Карлейль | страница 53
То, что для другого означало бы полное поражение, лишь заставило Карлейля на время переменить тон. Он понял, что его письмо было слишком фамильярным, теперь он перешел на чересчур, пожалуй, формальное: «Милостивая сударыня!» Он выразил свое огорчение тем, что нашел только «почтение мисс Уэлш в адрес некоего господина со странно написанной фамилией, в котором я с трудом узнал себя». Тем не менее он продолжал посылать ей очередные книги мадам де Сталь и писал о других книгах, которые они могли бы прочитать вместе. Ответом на это письмо были пять-шесть вежливых строчек, адресованных опять тому же господину, с ошибкой в фамилии. Поскольку содержание записки не давало поводов для пылких излияний, он стал восторгаться ее печатью, на которой была надпись-девиз «A l'amista»17: «Вы простили бы мне мое желание, чтобы это стало на деле нашим с вами девизом – раз и навсегда!» Он спрашивал, не позволит ли она ему также приехать в Хаддингтон, чтобы «проверить и ускорить ваши успехи в немецком языке». Мы не знаем, было ли это предложение принято.
Уроки немецкого по почте, бесспорно, необычный способ ухаживать за девушкой. Но чувство не подводило Карлейля, говоря ему, что для него это самый верный путь к сердцу Джейн Уэлш. Он не привлекал женщин своей внешностью, хотя его загорелое лицо с твердыми чертами и живые голубые глаза придавали его наружности обаяние; к тому же он был неуклюж и неловок и отлично это сознавал.

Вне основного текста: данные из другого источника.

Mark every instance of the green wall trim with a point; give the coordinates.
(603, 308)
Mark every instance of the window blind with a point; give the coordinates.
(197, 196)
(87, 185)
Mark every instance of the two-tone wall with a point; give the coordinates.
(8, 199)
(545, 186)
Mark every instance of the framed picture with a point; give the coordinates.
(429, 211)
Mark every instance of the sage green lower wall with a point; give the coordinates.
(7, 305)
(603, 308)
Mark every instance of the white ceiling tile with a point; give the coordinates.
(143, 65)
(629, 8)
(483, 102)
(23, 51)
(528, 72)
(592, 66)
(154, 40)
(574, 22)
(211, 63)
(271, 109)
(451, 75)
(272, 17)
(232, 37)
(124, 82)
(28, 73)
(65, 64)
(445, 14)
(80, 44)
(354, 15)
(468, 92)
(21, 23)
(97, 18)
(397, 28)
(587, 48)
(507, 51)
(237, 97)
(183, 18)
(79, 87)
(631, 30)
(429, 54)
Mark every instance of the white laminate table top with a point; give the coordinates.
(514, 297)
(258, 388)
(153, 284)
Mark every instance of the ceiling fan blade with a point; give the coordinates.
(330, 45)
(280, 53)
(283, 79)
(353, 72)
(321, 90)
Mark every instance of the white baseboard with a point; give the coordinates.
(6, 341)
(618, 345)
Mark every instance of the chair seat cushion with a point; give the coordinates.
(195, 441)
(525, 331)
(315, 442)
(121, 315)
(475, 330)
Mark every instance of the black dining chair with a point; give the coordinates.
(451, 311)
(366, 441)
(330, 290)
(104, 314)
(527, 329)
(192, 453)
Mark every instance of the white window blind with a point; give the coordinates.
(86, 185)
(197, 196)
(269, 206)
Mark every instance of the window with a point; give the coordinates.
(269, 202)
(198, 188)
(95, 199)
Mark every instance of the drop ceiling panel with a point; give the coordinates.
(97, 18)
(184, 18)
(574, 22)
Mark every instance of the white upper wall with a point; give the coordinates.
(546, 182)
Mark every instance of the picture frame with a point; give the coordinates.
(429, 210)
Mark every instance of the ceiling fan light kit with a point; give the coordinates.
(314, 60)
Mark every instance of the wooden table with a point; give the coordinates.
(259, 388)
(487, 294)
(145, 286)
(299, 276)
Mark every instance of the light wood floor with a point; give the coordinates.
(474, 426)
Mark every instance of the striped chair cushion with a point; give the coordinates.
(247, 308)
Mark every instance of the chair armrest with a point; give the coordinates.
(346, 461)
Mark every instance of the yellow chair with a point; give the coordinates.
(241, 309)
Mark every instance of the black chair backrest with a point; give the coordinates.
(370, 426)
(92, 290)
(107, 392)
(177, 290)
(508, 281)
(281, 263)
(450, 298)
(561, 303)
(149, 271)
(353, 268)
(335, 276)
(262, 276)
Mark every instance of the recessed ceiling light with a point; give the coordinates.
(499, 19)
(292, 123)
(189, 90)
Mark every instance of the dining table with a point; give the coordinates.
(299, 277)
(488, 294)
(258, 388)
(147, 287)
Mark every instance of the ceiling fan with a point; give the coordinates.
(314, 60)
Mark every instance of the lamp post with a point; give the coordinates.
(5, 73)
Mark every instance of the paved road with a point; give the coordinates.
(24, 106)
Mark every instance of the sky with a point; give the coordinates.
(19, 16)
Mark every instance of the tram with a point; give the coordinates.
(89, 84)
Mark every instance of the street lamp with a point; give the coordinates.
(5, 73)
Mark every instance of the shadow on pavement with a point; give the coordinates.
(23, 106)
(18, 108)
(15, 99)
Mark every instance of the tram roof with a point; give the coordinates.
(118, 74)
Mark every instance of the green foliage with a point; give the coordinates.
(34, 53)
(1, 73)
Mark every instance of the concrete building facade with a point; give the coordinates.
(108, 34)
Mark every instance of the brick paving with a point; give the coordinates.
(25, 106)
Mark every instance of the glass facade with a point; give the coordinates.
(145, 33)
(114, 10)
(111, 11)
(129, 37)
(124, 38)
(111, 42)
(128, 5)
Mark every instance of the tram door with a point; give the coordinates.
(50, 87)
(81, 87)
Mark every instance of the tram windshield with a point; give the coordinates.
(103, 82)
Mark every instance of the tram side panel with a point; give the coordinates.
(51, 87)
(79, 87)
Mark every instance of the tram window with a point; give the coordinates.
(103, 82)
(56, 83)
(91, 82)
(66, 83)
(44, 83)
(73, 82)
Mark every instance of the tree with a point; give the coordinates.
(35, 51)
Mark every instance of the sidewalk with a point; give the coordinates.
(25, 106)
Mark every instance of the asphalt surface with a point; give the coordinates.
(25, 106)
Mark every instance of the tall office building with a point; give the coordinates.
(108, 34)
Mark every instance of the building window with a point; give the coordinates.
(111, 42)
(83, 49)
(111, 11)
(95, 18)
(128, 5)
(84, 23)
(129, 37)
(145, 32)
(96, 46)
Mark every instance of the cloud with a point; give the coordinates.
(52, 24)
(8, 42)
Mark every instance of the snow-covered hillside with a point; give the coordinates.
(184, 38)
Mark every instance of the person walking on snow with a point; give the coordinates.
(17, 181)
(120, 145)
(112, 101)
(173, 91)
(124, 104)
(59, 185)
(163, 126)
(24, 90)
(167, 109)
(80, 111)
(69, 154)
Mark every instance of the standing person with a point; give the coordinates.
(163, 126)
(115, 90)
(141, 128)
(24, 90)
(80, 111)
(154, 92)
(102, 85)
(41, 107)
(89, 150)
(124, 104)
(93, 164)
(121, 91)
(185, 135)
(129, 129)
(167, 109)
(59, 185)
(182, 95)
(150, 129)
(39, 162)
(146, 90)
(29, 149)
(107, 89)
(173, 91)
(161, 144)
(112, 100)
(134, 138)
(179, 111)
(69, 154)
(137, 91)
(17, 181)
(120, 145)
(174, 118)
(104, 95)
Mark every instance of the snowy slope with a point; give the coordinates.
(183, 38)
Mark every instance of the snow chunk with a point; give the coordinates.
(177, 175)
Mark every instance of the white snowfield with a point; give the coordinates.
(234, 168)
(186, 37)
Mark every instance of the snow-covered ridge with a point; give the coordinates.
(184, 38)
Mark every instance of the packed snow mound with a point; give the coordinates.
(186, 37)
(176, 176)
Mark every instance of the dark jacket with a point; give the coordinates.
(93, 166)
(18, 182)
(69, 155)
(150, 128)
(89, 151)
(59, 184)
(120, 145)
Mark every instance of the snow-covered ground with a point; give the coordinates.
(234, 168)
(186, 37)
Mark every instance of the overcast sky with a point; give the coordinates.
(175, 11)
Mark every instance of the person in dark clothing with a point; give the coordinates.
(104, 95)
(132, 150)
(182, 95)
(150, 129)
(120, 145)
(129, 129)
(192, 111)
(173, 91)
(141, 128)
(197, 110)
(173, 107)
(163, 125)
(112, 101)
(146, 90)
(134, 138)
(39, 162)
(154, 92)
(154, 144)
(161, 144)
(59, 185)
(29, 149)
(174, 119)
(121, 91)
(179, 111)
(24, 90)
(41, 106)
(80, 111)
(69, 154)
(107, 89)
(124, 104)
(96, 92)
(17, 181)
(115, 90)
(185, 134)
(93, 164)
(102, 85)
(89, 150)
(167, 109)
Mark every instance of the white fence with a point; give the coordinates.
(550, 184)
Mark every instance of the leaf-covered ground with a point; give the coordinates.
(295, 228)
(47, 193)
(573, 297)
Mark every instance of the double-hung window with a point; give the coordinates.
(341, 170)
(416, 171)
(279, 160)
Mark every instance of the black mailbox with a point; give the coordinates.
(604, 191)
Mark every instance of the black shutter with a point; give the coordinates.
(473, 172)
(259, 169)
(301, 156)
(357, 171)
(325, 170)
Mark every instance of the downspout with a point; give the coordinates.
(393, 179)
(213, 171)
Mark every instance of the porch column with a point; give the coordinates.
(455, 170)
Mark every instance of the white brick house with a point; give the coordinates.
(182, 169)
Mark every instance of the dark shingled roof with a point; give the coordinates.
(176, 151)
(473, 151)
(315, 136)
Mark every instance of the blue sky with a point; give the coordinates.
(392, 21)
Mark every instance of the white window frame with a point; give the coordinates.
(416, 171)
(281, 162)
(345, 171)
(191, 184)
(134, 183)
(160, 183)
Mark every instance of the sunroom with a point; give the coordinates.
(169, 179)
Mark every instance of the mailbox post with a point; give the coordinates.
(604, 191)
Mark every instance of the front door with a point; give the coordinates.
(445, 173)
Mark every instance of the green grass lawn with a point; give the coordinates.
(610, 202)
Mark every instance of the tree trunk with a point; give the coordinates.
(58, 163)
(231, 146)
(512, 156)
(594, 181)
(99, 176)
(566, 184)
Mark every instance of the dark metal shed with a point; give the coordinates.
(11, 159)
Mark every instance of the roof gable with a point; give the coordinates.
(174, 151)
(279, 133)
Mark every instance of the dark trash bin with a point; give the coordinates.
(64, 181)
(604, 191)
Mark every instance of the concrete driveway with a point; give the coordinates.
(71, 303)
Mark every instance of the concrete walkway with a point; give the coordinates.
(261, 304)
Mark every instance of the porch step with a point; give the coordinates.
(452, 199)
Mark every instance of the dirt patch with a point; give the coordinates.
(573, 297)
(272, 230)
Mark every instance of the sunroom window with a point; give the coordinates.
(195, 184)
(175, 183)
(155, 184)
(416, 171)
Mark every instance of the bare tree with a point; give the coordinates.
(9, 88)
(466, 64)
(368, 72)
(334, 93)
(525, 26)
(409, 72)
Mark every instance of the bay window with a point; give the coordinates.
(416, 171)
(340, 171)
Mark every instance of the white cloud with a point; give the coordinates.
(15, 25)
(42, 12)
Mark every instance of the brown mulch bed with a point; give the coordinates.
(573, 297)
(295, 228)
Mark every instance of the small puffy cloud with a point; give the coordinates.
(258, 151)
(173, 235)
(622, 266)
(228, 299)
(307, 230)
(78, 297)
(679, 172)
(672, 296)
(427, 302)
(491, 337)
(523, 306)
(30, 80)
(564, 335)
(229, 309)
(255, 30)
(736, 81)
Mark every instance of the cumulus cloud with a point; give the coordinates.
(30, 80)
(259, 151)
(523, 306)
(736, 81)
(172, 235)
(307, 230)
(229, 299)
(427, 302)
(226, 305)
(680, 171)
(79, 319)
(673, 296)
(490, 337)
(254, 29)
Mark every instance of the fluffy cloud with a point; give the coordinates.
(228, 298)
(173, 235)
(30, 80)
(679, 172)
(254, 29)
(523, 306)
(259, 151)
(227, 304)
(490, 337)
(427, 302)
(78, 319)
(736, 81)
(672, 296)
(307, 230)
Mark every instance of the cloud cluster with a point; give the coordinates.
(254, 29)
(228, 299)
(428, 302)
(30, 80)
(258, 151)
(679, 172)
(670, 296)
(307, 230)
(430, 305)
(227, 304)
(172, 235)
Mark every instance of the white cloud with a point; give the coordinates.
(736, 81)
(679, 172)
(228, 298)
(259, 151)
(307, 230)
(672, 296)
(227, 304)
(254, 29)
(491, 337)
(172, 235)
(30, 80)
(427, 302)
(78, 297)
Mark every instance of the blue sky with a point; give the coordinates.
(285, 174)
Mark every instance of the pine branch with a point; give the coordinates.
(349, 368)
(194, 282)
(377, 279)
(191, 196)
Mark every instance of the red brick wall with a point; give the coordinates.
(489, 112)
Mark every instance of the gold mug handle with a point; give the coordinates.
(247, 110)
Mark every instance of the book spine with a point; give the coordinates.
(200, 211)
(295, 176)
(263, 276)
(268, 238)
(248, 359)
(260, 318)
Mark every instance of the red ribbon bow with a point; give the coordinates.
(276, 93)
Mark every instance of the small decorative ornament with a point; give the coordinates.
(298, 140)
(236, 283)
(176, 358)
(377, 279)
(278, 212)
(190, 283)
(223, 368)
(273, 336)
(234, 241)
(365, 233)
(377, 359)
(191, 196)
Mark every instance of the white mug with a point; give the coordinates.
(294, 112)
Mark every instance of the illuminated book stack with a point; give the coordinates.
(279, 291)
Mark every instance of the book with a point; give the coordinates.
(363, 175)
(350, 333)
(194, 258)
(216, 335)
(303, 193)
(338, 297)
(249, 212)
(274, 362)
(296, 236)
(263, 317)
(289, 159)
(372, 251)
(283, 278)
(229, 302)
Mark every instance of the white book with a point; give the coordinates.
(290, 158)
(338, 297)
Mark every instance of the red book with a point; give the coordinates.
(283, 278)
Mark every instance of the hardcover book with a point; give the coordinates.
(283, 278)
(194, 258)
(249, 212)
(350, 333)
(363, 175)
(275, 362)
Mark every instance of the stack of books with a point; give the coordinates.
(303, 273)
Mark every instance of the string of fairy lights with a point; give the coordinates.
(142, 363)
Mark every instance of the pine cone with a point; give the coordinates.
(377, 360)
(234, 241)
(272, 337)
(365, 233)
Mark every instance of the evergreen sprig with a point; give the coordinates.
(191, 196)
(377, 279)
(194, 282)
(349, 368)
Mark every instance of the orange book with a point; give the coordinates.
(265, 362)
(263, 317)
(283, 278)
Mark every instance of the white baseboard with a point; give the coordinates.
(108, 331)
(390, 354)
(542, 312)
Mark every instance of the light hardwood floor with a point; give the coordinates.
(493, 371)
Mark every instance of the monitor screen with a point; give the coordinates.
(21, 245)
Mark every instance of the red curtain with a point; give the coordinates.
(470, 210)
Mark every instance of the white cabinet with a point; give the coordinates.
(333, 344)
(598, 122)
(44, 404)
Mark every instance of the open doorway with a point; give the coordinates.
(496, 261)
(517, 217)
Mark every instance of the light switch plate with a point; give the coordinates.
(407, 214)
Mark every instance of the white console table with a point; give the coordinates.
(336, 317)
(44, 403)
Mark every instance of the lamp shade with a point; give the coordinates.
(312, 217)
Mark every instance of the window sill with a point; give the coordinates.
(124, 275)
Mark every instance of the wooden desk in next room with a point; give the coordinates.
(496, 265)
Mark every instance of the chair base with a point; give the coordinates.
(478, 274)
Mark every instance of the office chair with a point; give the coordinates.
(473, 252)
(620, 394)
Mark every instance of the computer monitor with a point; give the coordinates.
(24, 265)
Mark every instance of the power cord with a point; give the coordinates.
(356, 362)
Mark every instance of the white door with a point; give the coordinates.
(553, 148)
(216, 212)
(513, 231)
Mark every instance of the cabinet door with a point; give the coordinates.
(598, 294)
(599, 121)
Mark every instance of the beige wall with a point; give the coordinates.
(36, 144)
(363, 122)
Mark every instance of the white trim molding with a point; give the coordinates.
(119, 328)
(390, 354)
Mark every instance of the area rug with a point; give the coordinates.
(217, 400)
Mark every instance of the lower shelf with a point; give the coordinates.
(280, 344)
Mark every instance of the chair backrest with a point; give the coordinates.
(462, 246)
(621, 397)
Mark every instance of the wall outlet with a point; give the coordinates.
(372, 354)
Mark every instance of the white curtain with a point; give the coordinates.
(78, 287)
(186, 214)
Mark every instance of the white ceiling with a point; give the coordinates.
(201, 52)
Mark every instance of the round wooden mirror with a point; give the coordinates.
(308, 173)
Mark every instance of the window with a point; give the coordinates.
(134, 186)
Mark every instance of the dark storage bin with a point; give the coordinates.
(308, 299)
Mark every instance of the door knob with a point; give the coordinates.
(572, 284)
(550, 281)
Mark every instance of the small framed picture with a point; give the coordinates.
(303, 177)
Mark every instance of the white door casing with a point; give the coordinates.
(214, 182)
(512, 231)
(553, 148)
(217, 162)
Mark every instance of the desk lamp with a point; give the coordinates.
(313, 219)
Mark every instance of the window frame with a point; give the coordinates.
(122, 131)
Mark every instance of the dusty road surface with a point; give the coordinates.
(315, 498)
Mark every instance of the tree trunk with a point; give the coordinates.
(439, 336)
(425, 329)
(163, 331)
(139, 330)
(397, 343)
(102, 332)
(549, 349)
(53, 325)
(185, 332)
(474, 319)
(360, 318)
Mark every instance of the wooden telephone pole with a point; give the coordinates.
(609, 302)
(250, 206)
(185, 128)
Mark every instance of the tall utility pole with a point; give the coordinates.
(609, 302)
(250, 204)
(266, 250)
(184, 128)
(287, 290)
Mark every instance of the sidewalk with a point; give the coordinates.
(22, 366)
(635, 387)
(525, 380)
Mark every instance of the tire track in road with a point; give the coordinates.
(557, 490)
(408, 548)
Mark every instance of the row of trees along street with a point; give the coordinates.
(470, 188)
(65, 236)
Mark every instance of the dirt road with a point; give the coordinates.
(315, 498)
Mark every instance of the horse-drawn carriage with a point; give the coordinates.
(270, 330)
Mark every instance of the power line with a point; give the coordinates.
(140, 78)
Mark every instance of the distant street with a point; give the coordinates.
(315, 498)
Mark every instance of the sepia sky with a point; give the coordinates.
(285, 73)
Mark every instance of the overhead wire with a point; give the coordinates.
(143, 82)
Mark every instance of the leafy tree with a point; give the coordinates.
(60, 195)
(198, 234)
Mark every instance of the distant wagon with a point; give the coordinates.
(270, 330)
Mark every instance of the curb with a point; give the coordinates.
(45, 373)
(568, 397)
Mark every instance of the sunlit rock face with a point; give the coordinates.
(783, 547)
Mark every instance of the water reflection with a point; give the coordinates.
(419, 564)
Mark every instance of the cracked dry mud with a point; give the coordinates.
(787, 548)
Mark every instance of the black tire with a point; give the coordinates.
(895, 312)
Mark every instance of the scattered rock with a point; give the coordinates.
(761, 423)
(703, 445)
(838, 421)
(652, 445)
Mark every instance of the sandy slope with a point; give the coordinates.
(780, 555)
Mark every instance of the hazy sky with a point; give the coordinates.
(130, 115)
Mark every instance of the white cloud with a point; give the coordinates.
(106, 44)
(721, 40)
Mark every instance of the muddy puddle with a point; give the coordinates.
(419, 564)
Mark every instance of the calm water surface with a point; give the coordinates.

Когда он смиренно просил Джейн Уэлш «забыть о наружной грубости, если я кажусь вам сносным внутри», жаловался на свою неловкость и говорил, что, «если б Природа предназначила меня для светских церемоний, она сделала бы меня более богатым и нахальным» – все эти доводы Карлейля попадали прямо в цель. Он понимал, что если и может чем-либо понравиться, то только своим интеллектом, и именно благодаря своему интеллекту он добился в конце концов ее благосклонности. На свое счастье, он обладал особым даром лести, которая была тем эффективней, что была совершенно искренна: он безо всякого труда убедил самого себя в том, что Джейн Уэлш из Хэддингтона была вторая мадам де Сталь, и переписывался с ней на чисто интеллектуальные темы. Недостатки и несуразности в характере Карлейля обнаруживаются сразу, гораздо труднее нам представить ту силу ума и тот блеск красноречия, которые были вынуждены отмечать даже его недоброжелатели. Знания, накопленные за годы одиночества и печали, начали приносить плоды, по крайней мере они сказывались в Карлейле-собеседнике: поражали равным образом и широта, и глубина его познаний, а яркие и неожиданные сравнения, то и дело возникавшие в его речи, были почерпнуты из самых разнообразных источников. Даже в беспощадной иронии он не опускался до цинизма, но, напротив, с такой страстью и убежденностью доказывал то, во что верил, что способен был тронуть сердце всякого человека, даже гораздо менее склонного к высокому романтизму, чем Джейн Уэлш. В своем письме к подруге Джейн сравнивала Карлейля со своим идеалом, Сен-Пре. Карлейль, писала она, «обладает и талантами, и сильным и развитым умом, и живым воображением, и независимым духом, и высокими принципами чести. Но, – ох уж эти „но“! – Сен-Пре никогда не опрокидывал каминных приборов, не макал хлеб в чашку с чаем. Недостаток изящества! Недостаток изящества, – говорил Руссо, – на это ни одна женщина не может закрыть глаза».